大樹暴走

各地の祭壇からマナが溢れかえり、それに呼応するように救いの塔の周りの大地の下を何かが走る。
隆起し、割れた大地から飛び出したのは、巨大な木の根。
根は更に大地から伸ばしていき、街――パルマコスタを襲う。
建物も、人も、全てを潰さんとばかりに伸ばしていく。
そうして街を、祭壇を、潰しながら伸ばした根は救いの塔を覆っていった。

おぞましい、化物のような根の束の中に、何かが見えた。

(女の人……?)

樹の中に覆われ、まるで拘束されているようなそれは、女性に見えた。どこかで、会ったような。

崩れる祭壇から咄嗟に脱出して避難したが、そこから為す術もなくおぞましい樹が成長していくさまを見ているしかなかった。

「一体何が起きたんだ!」
「めちゃくちゃじゃねぇか……」

想像していた光景とはまるで違う有様に、皆言葉を失う。

「ねぇ……あれが……大樹カーラーンなの?」

楔を抜いて発芽した樹。普通に考えると、あれが大樹カーラーンということになる。とても、信じたくはないが。

「あの女の人……」
「……誰だろ。どこかで……会ったような……」

コレットも、レイラも既視感を感じている様子だ。
ユアンが恐ろしいものを見たかのような、震えた声で呟く。

「……マーテル!?」
「マーテル? あの木に取り込まれようとしている女性が?」
「……誰かに……似てる……。あれは確か……」

コレットはこの既視感に、心当たりがあるようだ。

「何故マーテルが、あのようにグロテスクな大樹と復活するのだ!?」
「やはり……こうなってしまったか」

クラトスは、この事態を予期していた。そのために、契約を止めようとしていたのだ。

「どういうことだ!」
「大いなる実りが、精霊の守護という安定を失い暴走したのだ」
「そんな馬鹿な! 精霊は、大いなる実りを外部から遮断し、成長させないための手段ではなかったのか?」
「それだけではない。

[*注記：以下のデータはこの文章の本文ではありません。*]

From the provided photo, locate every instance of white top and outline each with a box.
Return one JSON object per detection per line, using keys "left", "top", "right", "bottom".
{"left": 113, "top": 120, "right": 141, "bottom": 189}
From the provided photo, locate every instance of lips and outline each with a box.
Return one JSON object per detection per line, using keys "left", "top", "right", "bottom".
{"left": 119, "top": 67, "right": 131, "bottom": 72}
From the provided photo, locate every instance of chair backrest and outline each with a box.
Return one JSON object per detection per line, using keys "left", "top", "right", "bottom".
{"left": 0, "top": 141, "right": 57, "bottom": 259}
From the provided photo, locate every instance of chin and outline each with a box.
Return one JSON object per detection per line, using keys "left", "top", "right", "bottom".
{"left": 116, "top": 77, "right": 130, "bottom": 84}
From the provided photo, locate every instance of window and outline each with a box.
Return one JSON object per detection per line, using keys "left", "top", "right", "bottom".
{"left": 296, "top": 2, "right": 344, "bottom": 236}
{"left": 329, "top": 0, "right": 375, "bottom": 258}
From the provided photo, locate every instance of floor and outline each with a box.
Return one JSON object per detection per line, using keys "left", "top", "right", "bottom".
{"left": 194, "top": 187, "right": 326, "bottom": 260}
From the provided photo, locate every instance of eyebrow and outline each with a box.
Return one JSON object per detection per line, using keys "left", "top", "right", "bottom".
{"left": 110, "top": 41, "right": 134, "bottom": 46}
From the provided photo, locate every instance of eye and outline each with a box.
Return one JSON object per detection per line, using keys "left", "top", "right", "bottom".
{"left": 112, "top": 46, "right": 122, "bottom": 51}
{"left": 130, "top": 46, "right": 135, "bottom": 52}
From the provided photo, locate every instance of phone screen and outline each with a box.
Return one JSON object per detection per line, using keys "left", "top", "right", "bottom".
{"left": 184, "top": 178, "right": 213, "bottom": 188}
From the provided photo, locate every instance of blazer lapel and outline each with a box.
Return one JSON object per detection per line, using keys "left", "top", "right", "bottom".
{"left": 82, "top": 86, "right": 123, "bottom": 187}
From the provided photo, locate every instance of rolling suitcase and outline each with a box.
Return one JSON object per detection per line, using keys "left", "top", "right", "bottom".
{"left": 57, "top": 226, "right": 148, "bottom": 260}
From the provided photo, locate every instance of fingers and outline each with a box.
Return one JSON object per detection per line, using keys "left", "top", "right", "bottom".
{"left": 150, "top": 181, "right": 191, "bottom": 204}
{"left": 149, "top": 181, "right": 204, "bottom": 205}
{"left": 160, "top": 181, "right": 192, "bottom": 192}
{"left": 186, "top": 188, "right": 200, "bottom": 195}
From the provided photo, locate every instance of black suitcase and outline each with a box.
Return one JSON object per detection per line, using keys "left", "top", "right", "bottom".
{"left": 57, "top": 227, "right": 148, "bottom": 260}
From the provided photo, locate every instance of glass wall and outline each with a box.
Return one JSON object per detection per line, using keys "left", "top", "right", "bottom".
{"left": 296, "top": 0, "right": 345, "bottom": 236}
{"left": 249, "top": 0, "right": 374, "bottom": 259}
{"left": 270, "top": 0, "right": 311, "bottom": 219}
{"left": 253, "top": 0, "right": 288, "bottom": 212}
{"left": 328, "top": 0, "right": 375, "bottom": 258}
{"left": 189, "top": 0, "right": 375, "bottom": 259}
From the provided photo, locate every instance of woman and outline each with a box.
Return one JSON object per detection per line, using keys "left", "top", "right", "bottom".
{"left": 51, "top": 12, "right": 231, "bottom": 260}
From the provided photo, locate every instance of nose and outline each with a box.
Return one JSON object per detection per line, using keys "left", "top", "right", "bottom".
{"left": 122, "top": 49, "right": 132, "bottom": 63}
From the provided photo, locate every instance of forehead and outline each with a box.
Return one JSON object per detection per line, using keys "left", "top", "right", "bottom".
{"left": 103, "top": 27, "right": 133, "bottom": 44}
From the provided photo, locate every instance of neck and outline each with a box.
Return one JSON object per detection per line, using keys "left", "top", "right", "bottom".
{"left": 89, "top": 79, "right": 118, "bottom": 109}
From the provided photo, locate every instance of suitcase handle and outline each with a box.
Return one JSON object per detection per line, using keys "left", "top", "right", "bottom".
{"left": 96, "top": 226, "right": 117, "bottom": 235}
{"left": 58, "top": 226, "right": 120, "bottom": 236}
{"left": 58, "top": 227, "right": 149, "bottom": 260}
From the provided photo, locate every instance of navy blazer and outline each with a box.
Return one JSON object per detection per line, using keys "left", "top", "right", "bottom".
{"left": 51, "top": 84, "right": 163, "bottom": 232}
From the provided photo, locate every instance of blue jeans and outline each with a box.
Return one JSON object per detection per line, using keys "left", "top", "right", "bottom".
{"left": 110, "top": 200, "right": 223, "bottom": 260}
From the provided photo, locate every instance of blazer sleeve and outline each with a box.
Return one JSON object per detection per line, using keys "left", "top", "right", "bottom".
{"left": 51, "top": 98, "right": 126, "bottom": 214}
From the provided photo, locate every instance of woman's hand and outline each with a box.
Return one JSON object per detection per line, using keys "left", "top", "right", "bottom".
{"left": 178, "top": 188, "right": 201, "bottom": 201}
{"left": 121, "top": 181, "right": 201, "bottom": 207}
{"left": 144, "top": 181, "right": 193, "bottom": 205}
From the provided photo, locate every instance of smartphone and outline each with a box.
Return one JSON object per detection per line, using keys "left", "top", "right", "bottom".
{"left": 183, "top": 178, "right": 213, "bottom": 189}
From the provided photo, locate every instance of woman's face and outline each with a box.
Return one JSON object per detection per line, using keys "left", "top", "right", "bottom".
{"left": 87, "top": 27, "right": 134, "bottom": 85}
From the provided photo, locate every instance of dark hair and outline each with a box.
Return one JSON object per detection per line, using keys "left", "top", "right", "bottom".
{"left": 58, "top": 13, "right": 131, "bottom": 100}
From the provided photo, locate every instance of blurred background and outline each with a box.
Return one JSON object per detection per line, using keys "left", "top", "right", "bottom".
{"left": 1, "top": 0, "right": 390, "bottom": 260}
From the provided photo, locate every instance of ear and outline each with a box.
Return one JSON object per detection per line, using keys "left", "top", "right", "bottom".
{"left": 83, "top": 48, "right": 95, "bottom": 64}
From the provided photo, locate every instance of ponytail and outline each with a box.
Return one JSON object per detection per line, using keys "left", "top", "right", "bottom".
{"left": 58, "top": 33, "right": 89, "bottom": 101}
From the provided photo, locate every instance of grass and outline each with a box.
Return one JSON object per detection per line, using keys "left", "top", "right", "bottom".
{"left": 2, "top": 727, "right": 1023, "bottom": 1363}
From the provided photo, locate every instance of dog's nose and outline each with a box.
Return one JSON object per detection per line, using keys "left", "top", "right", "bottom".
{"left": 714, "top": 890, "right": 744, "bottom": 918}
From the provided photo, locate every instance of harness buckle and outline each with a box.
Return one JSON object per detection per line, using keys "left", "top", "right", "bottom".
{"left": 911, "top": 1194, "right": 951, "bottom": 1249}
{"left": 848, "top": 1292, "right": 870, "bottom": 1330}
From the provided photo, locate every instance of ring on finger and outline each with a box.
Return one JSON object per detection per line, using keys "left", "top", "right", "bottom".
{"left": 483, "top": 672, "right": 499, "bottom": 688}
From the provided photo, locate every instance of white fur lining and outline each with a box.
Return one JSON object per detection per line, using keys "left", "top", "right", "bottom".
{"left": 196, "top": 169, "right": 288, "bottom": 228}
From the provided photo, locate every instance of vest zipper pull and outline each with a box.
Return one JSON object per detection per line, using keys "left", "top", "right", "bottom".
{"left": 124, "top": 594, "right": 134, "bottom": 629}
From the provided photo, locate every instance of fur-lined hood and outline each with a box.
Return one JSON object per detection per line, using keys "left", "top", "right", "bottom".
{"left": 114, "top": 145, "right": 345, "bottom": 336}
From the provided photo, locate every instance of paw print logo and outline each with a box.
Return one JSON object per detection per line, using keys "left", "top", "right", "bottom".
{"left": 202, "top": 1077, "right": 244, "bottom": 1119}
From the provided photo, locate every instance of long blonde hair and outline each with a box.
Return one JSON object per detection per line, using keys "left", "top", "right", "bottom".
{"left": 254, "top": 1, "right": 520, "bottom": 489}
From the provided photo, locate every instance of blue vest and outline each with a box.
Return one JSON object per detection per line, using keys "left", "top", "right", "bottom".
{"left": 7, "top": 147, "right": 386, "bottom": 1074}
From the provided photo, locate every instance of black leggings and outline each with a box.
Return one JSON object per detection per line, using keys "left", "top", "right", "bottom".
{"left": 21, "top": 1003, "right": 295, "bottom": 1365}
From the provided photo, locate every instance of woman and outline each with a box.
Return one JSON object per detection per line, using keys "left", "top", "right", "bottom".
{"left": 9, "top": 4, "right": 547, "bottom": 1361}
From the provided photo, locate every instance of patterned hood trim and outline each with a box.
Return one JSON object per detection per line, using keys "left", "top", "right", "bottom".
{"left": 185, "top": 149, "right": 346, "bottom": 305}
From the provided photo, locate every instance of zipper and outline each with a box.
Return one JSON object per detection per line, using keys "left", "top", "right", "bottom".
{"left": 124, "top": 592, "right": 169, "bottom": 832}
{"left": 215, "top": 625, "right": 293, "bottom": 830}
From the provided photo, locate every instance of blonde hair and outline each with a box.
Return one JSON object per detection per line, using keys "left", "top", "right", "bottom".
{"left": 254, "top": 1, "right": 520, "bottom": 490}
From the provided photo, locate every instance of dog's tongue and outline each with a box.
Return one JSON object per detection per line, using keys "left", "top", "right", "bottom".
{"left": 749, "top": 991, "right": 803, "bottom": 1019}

2つの世界は、ユグドラシルによって強引に位相をずらされた。本来なら、互いに分離して、時空の狭間へ飲み込まれてしまうのだが、2つの世界の中心に大いなる実りが存在しているからこそ、それは回避されている」
「そんなことは貴様の講釈を受けなくても分かっている!」

大いなる実りは2つの世界を安定させるのに作用していた。だが、それだけでは終わらない。

「大いなる実りは、離れようとする2つの世界に吸引され、どちらかの位相に引きずり込まれようとしている。故に、いつ暴走してもおかしくない不安定な状態にあった」

大いなる実り自体の不安定さを指摘され、ようやくユアンは合点がいったようだ。

「……待て! それでは、精霊の楔は大いなる実りを2つの世界の狭間に留まらせるための檻として機能していた。……そういうことか」
「その通りだ。安定を失った大いなる実りに、お前達がマナを照射した。結果、それは歪んだ形で発芽し、暴走している……融合しかかったマーテルをも飲み込んでな」

楔は、不安定な状態にあった実りをどうにか留めていた。それを取り払ってマナを照射してしまった。それが、今のこの結果ということだ。

「理屈はどうでもいい! このままだと、どうなるんだ!」
「……クラトスの言葉が真実なら、シルヴァラントは暴走した大樹に飲み込まれ、消滅する。シルヴァラントが消滅すれば、聖地カーラーンと異界の扉の二極で隣接するテセアラもまた、消滅する」
「……みんな……死ぬんですね」
「あの歪んだ大樹と、デリス・カーラーンに住む天使以外はな」

この大地が、全て消滅してしまう。ここにいる全員、このままでは世界と共に死んでしまう。